I loved book one as much as I loved book three (except for one chapter). I'm rather grateful that I knew spoilers for this book. I'm 62, not Luke Manchett's 16, and knowing was less strain on my nerves.

The beauty of Mr. Hunt's descriptions reminds me of Barbara Hambly's fantasies. I like Luke even though he's the kind of boy who wouldn't have known me from Eve when I was in high school. Aside from having to wear conservative clothes (VERY strict parents), and not smoking, I was more like Elza Moss, the book's main female character.

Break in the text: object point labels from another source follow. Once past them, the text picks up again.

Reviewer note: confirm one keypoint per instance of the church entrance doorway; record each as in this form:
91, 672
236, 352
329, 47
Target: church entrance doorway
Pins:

Luke cares about appearing normal to his classmates. He doesn't want them to know that his mother is ill and his absentee father hosts a weird TV show. Luke should have learned as much as he could about Dr. Horatio Manchett before signing a paper Mr. Berkley, his father's lawyer, handed to him. Yes, there's a lot of money involved, but there's also a price to be paid.

That price includes becoming personally acquainted with some ghosts. Some of those ghosts aren't bad, but others are scary. The Fury might be the scariest ghost, but The Shepherd's greater intelligence makes him the most dangerous, in my opinion. The Shepherd has a plan. Luke is not interested in his starring role in that plan. The Shepherd has ways of making him cooperate.

Our setting is Dunbarrow, a very small, ancient town '...up in the hills of North East England.' How ancient is it? Those New England farm houses that H.P. Lovecraft characters declare are ancient are brand new by comparison. Do try to avoid visiting the Devil's Footprints.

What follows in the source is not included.